News that US nuclear weapons may already be back in Britain, at RAF/USAF Lakenheath in East Anglia, makes Britain once again a forward nuclear base for the US in Europe.
110 US/NATO free-fall B61 nuclear bombs were removed from Lakenheath in 2008, following sustained protest at the base by CND and the Lakenheath Action Group. US nuclear bombs had been located there since 1954. Their return – assigned to NATO – will increase global tensions and put Britain on the front line in a NATO/Russia war. B61s have continued to be sited in five other countries in across Europe – Belgium, Germany, the Netherlands, Italy and Turkey – in spite of strong opposition to them in some of the ‘host’ countries.
The news was revealed by expert Hans Kristiansen after scrutinising a recent US Department of Defense (DoD) document, justifying its 2023 budget plans to Congress. It added the UK to the list of European sites in line for infrastructure investment for storing “special weapons within secure sites and facilities”. Special weapons mean nuclear weapons and the DoD has cited the need to improve NATO infrastructure within alliance territories, in the context of increasing tension with Russia and the current escalating war. The UK was not on the comparable list for the previous year, so this looks like a very recent decision.

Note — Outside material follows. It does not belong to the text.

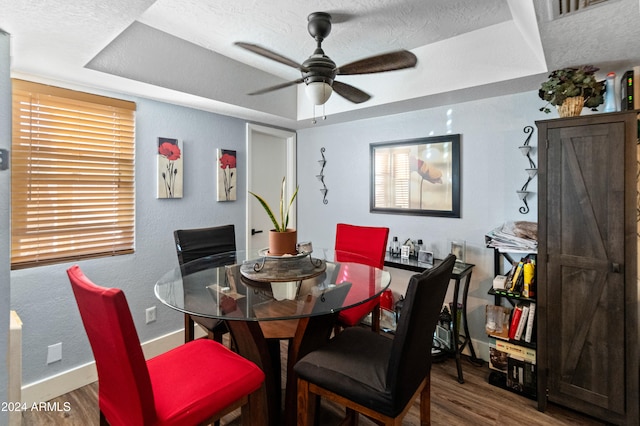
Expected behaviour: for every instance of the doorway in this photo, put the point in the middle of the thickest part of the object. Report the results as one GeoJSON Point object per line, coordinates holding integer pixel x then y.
{"type": "Point", "coordinates": [271, 154]}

Since the weapons were removed in 2008, the empty storage vaults for the weapons have been on ‘caretaker’ status, but reports of nuclear exercises at Lakenheath increase the likelihood that nuclear weapons are back, or on their way; the base currently hosts F-15E fighter-bombers with nuclear capability but these are being replaced by the new nuclear-capable F-35A Lightning. The first of these new fighter-bombers arrived in December 2021. Within the next year US/NATO nuclear bases in Europe will also receive the new B61-12 guided nuclear bomb which is entering full-scale production in the US.
The return of US nuclear weapons to Britain and the upgrading of its nuclear weapons across Europe constitutes a further undermining of prospects for peace in Europe and beyond. The US is the only country to locate its nuclear weapons outside its own borders and this major increase in NATO’s capacity to wage nuclear war in Europe is dangerously destabilising.
The big question is whether they have already been returned to Britain, or is their delivery still in preparation. Either way this is a huge challenge for the peace movement and we will do everything we can to prevent these weapons being sited here. Speaking recently about the risks of the Ukraine war turning nuclear, I said that it was precisely these weapons, at bases across Europe, that would be likely to be used first in a nuclear war over Ukraine – that the US/Russia war will be fought in Europe. This was our worst fear in the 1980s when millions mobilised across Europe against cruise and Pershing missiles being sited here. In the 1980s we got rid of all those weapons, and we have to have the energy, the commitment and the confidence to do that again.